Chiara Ferragni ist nicht nur ein Vorbild für Mädchen, die morgens nicht wissen, welche Unterwäsche sie tragen sollen, sondern auch ein Geschäftsmodell für Männer und Institutionen, die die Gesellschaft der Zukunft gestalten wollen. Die wahren Gurus sind nicht mehr diejenigen, die Bücher schreiben und dafür Monate oder vielleicht Jahre brauchen, sondern diejenigen, die für jede Frage menschlichen Wissens ein ungefähres Tutorial im Web oder in sozialen Netzwerken haben. Die Massenhomologation wächst mit der Zunahme oberflächlicher Kommunikation im Zeitalter der sozialen Medien exponentiell und wird zur Homologation der gesamten Gesellschaft.
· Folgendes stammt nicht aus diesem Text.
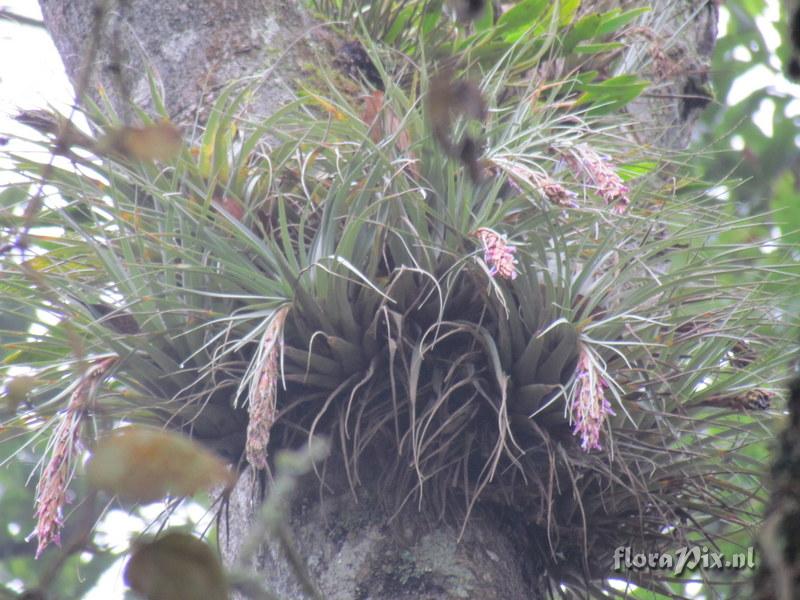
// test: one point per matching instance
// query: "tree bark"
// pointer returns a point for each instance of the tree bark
(195, 49)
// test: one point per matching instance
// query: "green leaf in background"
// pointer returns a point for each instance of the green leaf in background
(612, 94)
(522, 17)
(615, 19)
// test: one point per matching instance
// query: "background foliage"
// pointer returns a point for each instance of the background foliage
(213, 166)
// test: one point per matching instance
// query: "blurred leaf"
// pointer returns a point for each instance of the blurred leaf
(143, 464)
(161, 142)
(176, 566)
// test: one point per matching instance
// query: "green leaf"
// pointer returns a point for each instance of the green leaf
(486, 21)
(583, 29)
(11, 196)
(566, 11)
(598, 48)
(520, 18)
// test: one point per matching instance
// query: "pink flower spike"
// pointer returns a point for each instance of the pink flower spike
(609, 185)
(497, 253)
(590, 407)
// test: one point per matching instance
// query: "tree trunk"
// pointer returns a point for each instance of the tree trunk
(195, 49)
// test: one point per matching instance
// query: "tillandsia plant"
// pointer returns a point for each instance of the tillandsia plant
(536, 317)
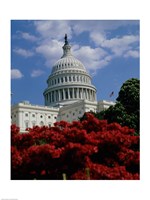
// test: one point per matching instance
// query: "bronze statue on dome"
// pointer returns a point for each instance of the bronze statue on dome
(66, 41)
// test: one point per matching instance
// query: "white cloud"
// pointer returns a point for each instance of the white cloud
(54, 29)
(28, 36)
(23, 52)
(37, 73)
(119, 46)
(52, 33)
(92, 58)
(52, 51)
(132, 53)
(16, 74)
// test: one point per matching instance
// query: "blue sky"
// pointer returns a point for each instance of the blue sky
(109, 49)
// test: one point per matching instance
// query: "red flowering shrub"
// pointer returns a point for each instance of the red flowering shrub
(91, 149)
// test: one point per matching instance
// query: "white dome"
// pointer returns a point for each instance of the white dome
(69, 81)
(68, 62)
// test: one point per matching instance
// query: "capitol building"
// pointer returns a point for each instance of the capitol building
(69, 94)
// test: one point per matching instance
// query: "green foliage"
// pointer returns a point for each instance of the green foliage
(126, 110)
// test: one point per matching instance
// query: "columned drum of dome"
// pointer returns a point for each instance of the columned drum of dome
(69, 81)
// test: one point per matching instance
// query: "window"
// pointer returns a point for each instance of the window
(26, 124)
(41, 123)
(33, 124)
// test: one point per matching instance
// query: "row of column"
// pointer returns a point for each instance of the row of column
(71, 78)
(70, 93)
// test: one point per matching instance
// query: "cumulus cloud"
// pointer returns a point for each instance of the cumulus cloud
(28, 36)
(104, 49)
(52, 33)
(92, 58)
(23, 52)
(52, 51)
(36, 73)
(16, 74)
(54, 29)
(132, 53)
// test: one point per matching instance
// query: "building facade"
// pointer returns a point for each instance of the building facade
(69, 94)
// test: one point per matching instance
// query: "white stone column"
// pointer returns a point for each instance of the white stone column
(58, 95)
(73, 93)
(68, 93)
(77, 93)
(82, 94)
(64, 97)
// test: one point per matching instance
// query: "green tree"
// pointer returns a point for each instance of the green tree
(126, 110)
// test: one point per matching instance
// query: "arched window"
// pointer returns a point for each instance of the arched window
(41, 123)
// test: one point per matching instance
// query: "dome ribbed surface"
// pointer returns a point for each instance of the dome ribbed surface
(69, 62)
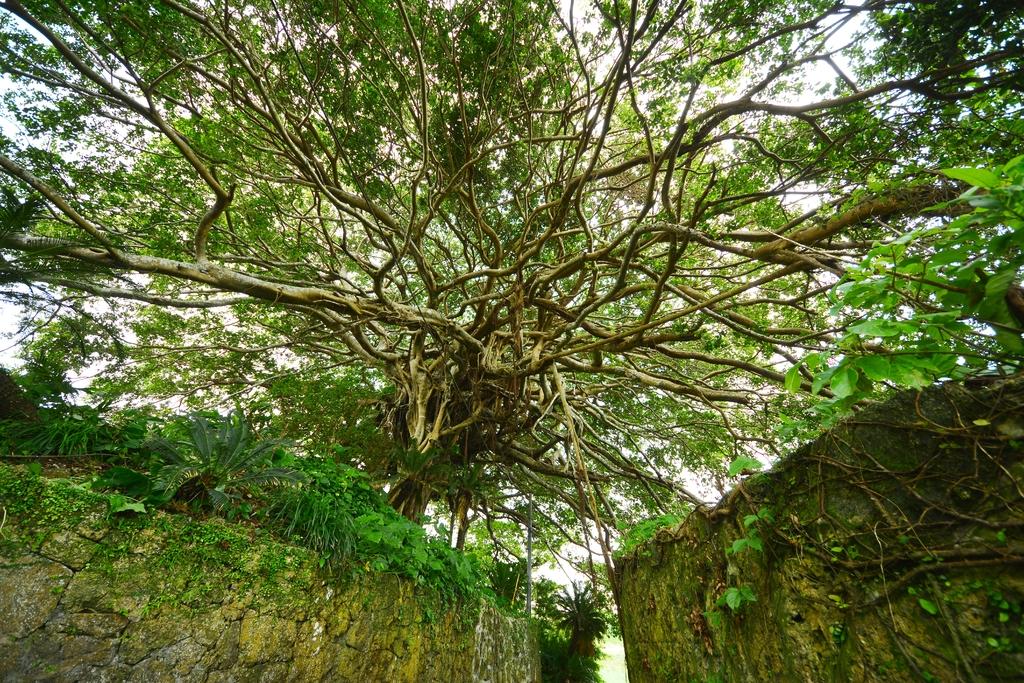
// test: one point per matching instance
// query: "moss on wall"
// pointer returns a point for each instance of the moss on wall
(891, 549)
(84, 596)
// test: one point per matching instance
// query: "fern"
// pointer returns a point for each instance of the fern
(219, 463)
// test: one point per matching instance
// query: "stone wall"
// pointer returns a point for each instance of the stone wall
(84, 597)
(891, 550)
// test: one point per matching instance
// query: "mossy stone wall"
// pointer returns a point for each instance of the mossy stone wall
(896, 553)
(84, 597)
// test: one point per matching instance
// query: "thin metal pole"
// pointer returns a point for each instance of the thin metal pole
(529, 556)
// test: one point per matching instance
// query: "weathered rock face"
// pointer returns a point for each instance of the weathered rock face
(83, 598)
(891, 550)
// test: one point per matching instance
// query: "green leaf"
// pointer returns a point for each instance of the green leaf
(120, 504)
(876, 368)
(844, 382)
(742, 463)
(879, 328)
(979, 177)
(793, 379)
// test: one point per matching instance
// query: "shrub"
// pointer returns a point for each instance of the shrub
(219, 463)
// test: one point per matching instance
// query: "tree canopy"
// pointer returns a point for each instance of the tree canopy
(567, 249)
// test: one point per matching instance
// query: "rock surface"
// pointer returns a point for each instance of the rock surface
(170, 599)
(891, 549)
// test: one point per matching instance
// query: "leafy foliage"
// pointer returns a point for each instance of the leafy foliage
(551, 252)
(639, 534)
(940, 301)
(219, 463)
(339, 514)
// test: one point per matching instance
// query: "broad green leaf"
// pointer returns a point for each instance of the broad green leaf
(876, 368)
(844, 382)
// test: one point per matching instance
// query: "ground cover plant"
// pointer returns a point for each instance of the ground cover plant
(564, 265)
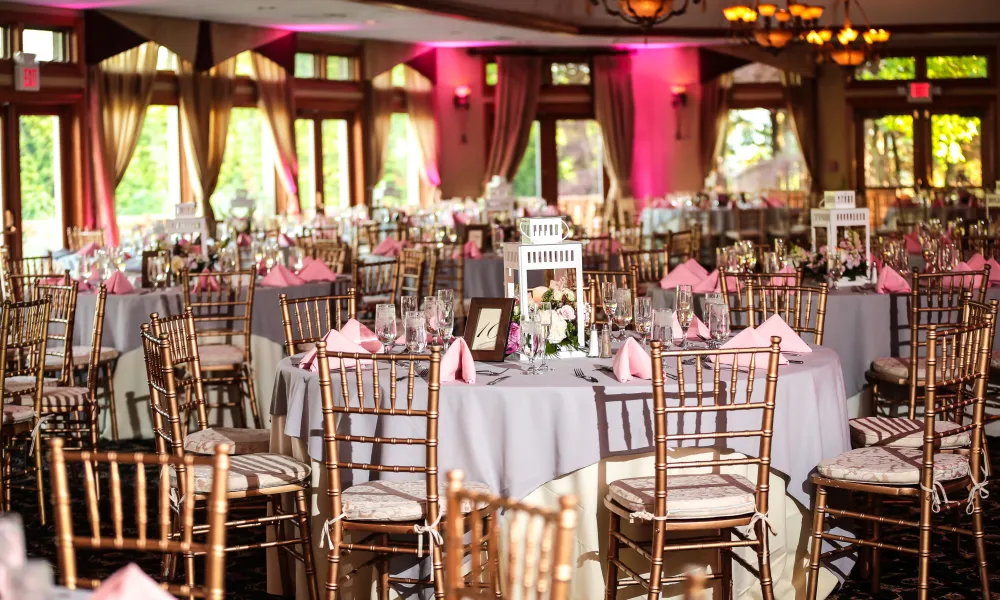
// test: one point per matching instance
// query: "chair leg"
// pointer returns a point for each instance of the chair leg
(611, 581)
(306, 536)
(980, 537)
(819, 515)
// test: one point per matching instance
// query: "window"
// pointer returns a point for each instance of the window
(339, 68)
(957, 67)
(570, 73)
(305, 65)
(41, 184)
(528, 179)
(46, 44)
(400, 184)
(892, 68)
(151, 185)
(248, 166)
(760, 153)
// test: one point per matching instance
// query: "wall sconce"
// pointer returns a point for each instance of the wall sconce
(461, 99)
(678, 100)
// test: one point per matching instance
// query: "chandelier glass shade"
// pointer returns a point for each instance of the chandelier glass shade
(645, 13)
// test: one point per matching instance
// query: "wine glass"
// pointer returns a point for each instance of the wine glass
(643, 316)
(623, 310)
(545, 325)
(718, 322)
(385, 325)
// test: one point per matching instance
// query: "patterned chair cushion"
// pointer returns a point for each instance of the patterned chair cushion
(689, 496)
(251, 472)
(899, 466)
(902, 433)
(397, 500)
(218, 355)
(240, 440)
(81, 355)
(14, 413)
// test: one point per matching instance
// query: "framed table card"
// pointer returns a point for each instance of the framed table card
(487, 328)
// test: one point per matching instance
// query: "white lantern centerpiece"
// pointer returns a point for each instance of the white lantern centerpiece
(543, 246)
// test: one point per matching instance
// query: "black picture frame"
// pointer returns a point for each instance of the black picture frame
(499, 312)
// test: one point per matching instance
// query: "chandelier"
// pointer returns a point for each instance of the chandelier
(771, 27)
(849, 47)
(645, 13)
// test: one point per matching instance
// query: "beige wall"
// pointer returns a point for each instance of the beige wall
(462, 164)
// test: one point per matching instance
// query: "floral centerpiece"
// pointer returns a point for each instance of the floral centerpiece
(563, 334)
(815, 264)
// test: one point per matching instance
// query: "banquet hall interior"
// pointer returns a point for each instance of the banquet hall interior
(589, 299)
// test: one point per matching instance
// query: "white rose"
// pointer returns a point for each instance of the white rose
(557, 331)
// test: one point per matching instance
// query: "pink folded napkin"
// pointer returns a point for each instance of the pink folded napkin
(316, 270)
(681, 275)
(281, 276)
(388, 247)
(130, 583)
(697, 330)
(746, 339)
(335, 342)
(355, 331)
(87, 250)
(457, 363)
(118, 284)
(471, 250)
(695, 267)
(632, 361)
(891, 282)
(790, 341)
(206, 283)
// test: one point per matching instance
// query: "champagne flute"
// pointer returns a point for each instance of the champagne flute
(385, 325)
(643, 316)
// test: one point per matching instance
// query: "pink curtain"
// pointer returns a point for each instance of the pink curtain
(519, 83)
(614, 108)
(276, 103)
(120, 90)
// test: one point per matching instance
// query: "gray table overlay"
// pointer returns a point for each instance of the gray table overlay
(124, 313)
(527, 431)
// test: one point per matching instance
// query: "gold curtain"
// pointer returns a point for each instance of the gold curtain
(120, 90)
(800, 102)
(276, 103)
(420, 108)
(206, 100)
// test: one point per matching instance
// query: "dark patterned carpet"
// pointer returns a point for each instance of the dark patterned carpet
(953, 575)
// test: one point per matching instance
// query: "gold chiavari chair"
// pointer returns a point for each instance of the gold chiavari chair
(956, 364)
(651, 265)
(597, 280)
(802, 308)
(306, 320)
(182, 335)
(716, 503)
(22, 375)
(376, 510)
(375, 283)
(253, 478)
(223, 318)
(72, 410)
(113, 539)
(936, 300)
(78, 238)
(332, 252)
(539, 541)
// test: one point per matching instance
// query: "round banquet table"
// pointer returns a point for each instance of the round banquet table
(535, 438)
(124, 313)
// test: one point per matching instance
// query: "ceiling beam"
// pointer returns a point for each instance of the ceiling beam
(483, 14)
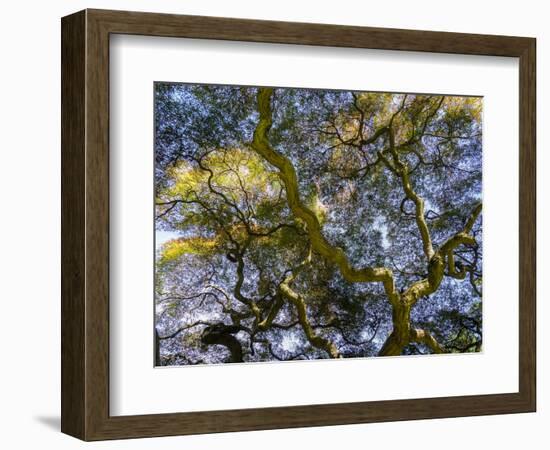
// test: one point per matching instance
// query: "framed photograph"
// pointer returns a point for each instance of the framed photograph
(272, 225)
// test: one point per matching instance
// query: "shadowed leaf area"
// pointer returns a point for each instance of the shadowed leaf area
(297, 224)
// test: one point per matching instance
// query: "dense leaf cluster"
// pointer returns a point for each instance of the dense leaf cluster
(393, 180)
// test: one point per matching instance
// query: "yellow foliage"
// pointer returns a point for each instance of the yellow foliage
(175, 248)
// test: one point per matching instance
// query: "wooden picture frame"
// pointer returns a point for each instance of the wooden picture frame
(85, 224)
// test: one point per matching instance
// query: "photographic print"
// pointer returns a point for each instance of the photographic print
(303, 224)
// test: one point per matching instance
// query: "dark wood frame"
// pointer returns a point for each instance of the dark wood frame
(85, 224)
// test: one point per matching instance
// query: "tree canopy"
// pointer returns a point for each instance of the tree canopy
(312, 224)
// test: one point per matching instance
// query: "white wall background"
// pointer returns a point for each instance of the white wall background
(30, 229)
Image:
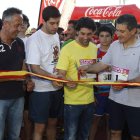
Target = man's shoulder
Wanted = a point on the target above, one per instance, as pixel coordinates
(67, 42)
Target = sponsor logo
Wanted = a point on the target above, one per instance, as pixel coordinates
(110, 11)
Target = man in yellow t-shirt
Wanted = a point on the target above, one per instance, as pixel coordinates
(78, 98)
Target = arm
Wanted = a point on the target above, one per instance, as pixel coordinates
(36, 69)
(135, 80)
(95, 68)
(62, 73)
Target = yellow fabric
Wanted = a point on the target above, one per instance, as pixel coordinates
(69, 60)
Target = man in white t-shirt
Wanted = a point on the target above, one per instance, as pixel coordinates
(42, 55)
(124, 58)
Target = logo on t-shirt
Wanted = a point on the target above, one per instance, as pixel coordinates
(87, 62)
(119, 74)
(2, 48)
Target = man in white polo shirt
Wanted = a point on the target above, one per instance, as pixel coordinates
(124, 58)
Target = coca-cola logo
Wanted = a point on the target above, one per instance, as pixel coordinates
(51, 3)
(110, 11)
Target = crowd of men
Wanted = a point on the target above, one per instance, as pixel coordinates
(87, 51)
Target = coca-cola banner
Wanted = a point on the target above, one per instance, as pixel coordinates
(45, 3)
(106, 12)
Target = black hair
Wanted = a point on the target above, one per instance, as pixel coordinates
(60, 30)
(105, 29)
(50, 12)
(26, 20)
(74, 22)
(10, 12)
(85, 22)
(128, 20)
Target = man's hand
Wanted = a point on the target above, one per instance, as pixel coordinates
(118, 87)
(56, 83)
(83, 70)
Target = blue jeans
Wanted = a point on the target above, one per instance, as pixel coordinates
(77, 121)
(11, 115)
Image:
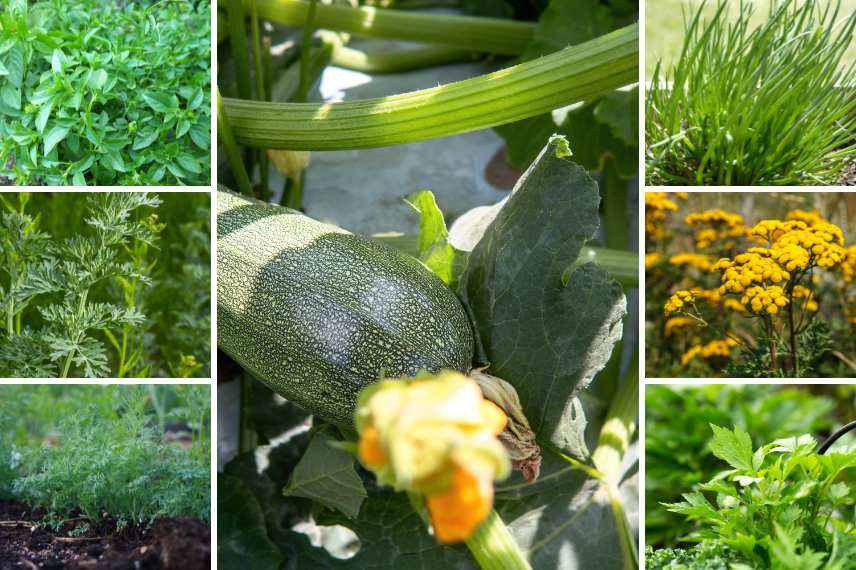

Mangel an kritischem Bewusstsein
Was der Welt der sozialen Netzwerke und Suchmaschinen sofort ins Auge springt, ist der völlige Mangel an individuellem kritischem Geist, der ihre Lebensentscheidungen leiten könnte, stattdessen werden diese dramatisch von Mächten, Nutzungen und vorgefertigten Rollen geprägt. Wer weiß von wem, wer weiß wo, wer weiß wann und wer weiß warum. Soziale Medien sind der neue Bezugspunkt, um den Lebensweg zu wählen und zu gehen.
Die Kontroverse als Selbstzweck für reinen Ausbruch, der an die berühmte „Hassstunde“ bei Orwell in 1984 erinnert. Die zerstörerischen Kritiken, die Selfies, die Apps für Teenager-Tänze, die großen Industrieexperten, die lehren wollen, „wie man es macht“. Kinder, die auf den Partys ihrer Altersgenossen nicht einmal vom Tisch aufstehen, um weiterhin mit dem Kopf im Smartphone versunken zu bleiben. Ganze Bevölkerungen, die nun ihre Existenz dadurch markieren, dass sie ziellos den Facebook-Feed auf dem Handy durchscrollen, auf der Straße, im Kino, in Bars, überall, wie verrückte Flipperkugeln auf der Suche nach irgendeiner Art von Unterhaltung. Sie sind nur die Spitze des Eisbergs eines Universums dramatischer sozialer Homologation, über das wir uns ernsthaft Gedanken machen sollten.
Aber niemand scheint es zu bemerken, tatsächlich sind diese Reden heute lästig. Sie lenken ab vom modischen Lebensstil, materialistisch, ohne Aussicht auf Transzendenz. Der Eindruck ist, dass der Überlebensinstinkt, die Ästhetik und das oberflächlichere Erscheinungsbild des Lebens die Welt beherrschen. Zum Beispiel haben mittelmäßige, improvisierte Make-up-Tutorials, die einst selbst die schlechtesten lokalen Fernsehsender gezweifelt hätten auszustrahlen, Millionen und Abermillionen von Anhängern weltweit.
Denn, noch einmal, hinter diesem scheinbar freien Ozeanfluss steht das ultimative Ziel, Geld zu verdienen oder zu missionieren. Was wir auf jedem Platz jeder Stadt der Welt sehen, sind Dutzende von Köpfen, die zu diesem kleinen Bildschirm geneigt sind, den wir immer in der Hand halten: das Smartphone ist der neue Messias und die großen Konzerne darin sind der Heilige Geist.
Glücklicherweise ist die Natur, auch wenn sie schwer geprüft wird, immer da, fest, imposant, unsterblich. Wieder einmal wird die Natur die Welt retten. Aber selbst wenn das geschieht, werden diejenigen, die in der Homologation leben, es nicht erleben können. Wenn man sich einer Existenz entleert fühlt, die nicht zu uns gehört, ist der einzige Weg, sich dessen bewusst zu werden und zu entscheiden, sein Leben zu ändern.